2006年3月19日
日本 ロック ガットギター スティール弦ギター フィンガーピッキング ユニット
東京は国立を根城に飄々と活躍するベテランギタリストが組んだアコギデュオ。メンバーはラグタイムやブルーズといったルーツミュージック指向の古澤正昭(鉄弦ギター/ドブロ/ウクレレ)と、'60年代アメリカンロックの洗礼を受けた石渡洋(ガットギター)。
音楽を評するときにしばしばお目にかかる単語、「自然体」。批評側の無能さ、感性の鈍さを露呈してしまうようでいささかバツの悪い言葉だが、この二人のギター弾きを賛美する気持ちを言葉にしようとして、他の表現ができない自分がいる。ギタリストたるもの、タッグを組んで表現活動を行おうとするなら、ギターテクだったりアレンジだったり選曲だったり、何処かに「力こぶ」が入っていて当然なのに、この二人にはそんな鬱陶しさが無い。
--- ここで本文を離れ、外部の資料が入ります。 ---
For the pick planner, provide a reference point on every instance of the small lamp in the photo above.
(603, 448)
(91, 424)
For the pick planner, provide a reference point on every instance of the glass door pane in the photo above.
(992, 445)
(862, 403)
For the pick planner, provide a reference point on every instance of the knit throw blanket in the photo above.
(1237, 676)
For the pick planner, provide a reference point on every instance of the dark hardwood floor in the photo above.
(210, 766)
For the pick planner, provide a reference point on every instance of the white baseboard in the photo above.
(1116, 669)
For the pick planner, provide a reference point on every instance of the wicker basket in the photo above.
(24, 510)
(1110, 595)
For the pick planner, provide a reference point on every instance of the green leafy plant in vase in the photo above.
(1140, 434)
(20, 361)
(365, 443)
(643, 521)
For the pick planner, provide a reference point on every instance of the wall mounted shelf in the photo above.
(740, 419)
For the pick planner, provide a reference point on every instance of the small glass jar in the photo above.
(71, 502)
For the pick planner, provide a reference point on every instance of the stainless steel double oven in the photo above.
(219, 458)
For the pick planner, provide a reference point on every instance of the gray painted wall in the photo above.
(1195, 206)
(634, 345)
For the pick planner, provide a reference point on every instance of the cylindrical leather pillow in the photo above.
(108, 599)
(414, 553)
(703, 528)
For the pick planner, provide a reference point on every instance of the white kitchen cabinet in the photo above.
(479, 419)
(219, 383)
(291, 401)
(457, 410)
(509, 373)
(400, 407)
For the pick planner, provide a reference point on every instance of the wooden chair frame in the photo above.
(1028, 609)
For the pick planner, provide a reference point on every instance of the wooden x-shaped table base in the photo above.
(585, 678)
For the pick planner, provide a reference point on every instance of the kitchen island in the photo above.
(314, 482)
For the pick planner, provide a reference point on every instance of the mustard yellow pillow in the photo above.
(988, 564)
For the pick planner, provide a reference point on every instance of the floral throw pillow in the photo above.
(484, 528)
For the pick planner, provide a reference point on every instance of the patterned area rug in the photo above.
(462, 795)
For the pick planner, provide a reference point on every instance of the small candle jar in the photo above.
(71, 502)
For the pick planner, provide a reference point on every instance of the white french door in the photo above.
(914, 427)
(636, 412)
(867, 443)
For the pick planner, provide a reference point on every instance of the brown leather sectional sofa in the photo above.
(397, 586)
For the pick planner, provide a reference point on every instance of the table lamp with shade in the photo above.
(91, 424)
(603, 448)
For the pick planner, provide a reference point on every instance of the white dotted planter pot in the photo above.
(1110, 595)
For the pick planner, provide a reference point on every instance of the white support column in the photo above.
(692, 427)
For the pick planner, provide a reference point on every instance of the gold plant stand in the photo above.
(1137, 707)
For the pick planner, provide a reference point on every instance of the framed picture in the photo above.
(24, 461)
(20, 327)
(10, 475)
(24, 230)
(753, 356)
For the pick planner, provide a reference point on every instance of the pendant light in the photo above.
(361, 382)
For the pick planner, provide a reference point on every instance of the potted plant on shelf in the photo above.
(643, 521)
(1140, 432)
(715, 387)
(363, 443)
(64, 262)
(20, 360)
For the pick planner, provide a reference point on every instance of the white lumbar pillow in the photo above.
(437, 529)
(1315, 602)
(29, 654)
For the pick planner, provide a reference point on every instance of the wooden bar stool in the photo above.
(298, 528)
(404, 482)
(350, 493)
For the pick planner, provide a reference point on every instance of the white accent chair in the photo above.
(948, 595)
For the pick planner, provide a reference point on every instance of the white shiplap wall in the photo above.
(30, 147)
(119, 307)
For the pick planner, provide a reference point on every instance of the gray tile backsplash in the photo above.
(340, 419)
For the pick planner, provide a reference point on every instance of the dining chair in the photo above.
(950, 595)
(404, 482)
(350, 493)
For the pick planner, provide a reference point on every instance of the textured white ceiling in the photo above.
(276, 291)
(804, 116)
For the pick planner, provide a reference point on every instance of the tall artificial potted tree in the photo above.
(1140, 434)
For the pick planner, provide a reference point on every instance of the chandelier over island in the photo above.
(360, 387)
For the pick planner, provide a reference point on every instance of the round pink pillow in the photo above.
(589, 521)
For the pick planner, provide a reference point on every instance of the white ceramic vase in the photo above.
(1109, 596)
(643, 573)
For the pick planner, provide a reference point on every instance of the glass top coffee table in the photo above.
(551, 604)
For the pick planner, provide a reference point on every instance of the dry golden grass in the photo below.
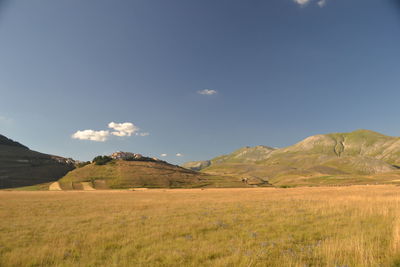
(335, 226)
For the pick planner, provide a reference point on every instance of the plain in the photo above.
(309, 226)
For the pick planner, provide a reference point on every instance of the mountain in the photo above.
(242, 155)
(20, 166)
(359, 156)
(136, 173)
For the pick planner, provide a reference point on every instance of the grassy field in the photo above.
(332, 226)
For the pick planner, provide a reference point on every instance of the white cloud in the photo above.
(207, 92)
(120, 129)
(143, 134)
(302, 2)
(4, 119)
(98, 136)
(123, 129)
(322, 3)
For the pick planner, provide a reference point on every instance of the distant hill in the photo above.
(359, 156)
(123, 174)
(20, 166)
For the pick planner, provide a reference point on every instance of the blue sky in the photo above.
(280, 70)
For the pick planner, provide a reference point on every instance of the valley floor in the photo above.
(319, 226)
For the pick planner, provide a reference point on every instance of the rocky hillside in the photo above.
(360, 153)
(242, 155)
(123, 174)
(20, 166)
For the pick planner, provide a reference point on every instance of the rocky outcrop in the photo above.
(20, 166)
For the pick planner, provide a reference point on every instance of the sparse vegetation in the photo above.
(102, 160)
(82, 164)
(346, 226)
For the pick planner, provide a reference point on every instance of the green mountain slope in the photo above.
(120, 174)
(361, 154)
(20, 166)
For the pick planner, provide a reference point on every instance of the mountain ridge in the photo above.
(357, 153)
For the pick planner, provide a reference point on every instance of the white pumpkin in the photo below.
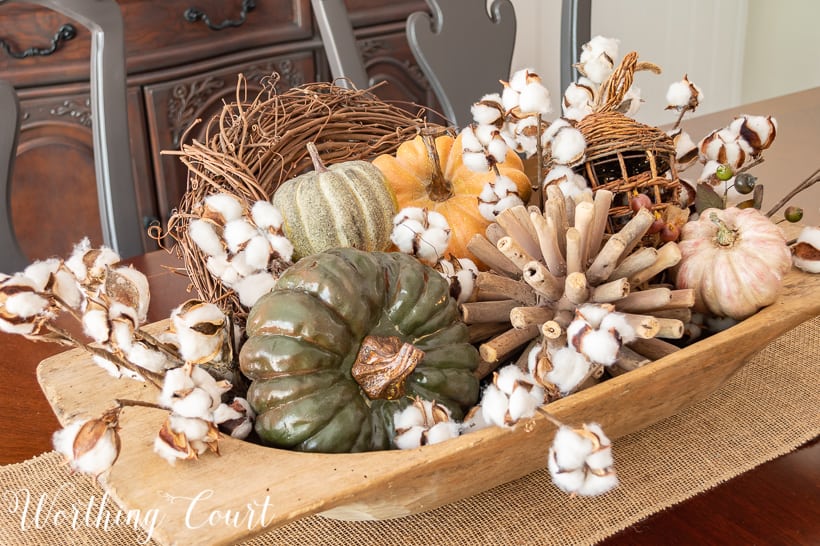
(734, 259)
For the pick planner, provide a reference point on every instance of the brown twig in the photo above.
(806, 184)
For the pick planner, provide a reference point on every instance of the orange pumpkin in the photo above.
(435, 178)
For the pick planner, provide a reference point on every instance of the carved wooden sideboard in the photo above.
(180, 70)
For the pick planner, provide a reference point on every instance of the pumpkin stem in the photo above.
(383, 364)
(438, 187)
(725, 235)
(318, 164)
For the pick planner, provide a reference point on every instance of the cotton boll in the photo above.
(473, 421)
(40, 273)
(708, 171)
(433, 244)
(494, 405)
(205, 236)
(600, 44)
(122, 333)
(217, 265)
(410, 438)
(253, 287)
(558, 173)
(95, 325)
(224, 205)
(176, 380)
(207, 382)
(509, 376)
(806, 250)
(597, 69)
(686, 151)
(523, 402)
(485, 134)
(535, 98)
(404, 237)
(593, 314)
(519, 79)
(497, 149)
(196, 403)
(578, 95)
(597, 485)
(130, 288)
(281, 246)
(66, 287)
(678, 94)
(90, 446)
(532, 358)
(487, 211)
(600, 347)
(409, 417)
(631, 102)
(618, 322)
(470, 141)
(569, 369)
(436, 220)
(509, 98)
(442, 431)
(25, 304)
(570, 448)
(568, 146)
(577, 113)
(507, 202)
(574, 187)
(192, 428)
(265, 215)
(147, 358)
(476, 161)
(569, 481)
(757, 131)
(224, 413)
(75, 261)
(556, 126)
(487, 112)
(237, 233)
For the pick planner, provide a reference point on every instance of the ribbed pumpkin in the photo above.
(344, 340)
(347, 204)
(735, 260)
(435, 178)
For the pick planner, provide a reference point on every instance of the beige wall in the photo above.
(737, 51)
(782, 48)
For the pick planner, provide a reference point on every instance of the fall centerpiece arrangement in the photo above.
(370, 281)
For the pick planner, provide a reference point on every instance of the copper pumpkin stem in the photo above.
(383, 364)
(438, 188)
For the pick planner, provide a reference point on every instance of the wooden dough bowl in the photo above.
(266, 487)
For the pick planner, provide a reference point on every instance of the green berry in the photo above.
(793, 214)
(640, 201)
(724, 173)
(745, 183)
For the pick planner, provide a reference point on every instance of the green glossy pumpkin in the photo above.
(347, 204)
(305, 335)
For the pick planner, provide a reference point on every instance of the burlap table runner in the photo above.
(766, 410)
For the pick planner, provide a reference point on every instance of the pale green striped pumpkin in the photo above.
(348, 204)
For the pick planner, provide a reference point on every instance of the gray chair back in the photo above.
(11, 257)
(121, 226)
(462, 50)
(346, 64)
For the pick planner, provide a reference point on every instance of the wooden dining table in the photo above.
(777, 502)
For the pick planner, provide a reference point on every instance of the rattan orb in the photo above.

ポップスのゴールデン・エラを通過してきた彼らの芳醇な音楽体験の年輪が、わかりやすく滲み出ている。
美しく盛りつけられた主菜じゃなくて、大盛りの旨い米の飯。イタリア製のスーツじゃなくて、ヘインズのTシャツ。そんな具合に、生活とともにある音楽として連れ添って行きたい。
'03年発表のビートルズカバーアルバム。勿論、オールインスト。「All My Loving」や「She Love You」といったヒット曲が中心だが、ヘンにマニアックな選曲でない所も美点だ。なにせどの曲も、ちょっとラテンがかったリズムの上で、西海岸風の低湿度アコギサウンドがスウィングするという、悪く言っちゃえばワンパターンなアレンジ。手なりから生まれたであろう、こんな見栄も邪心もないサウンドには、これらオーディナリーなナンバーこそが映えるのだ。あえて左右への振り分けを抑えた録音がまたオールディーズ風な音の厚みをもたらしていて、Hi-Fi より Good Music って意志が明瞭。
Steven King のビートルズカバー集を聴いた時もぶっとんだが、このアルバムはまた違った意味で文句ない傑作。この「赤ジャケ」Vol.1 に続く「青ジャケ」の Vol.2 も出ているが、そりゃあ良いに決まってるよね!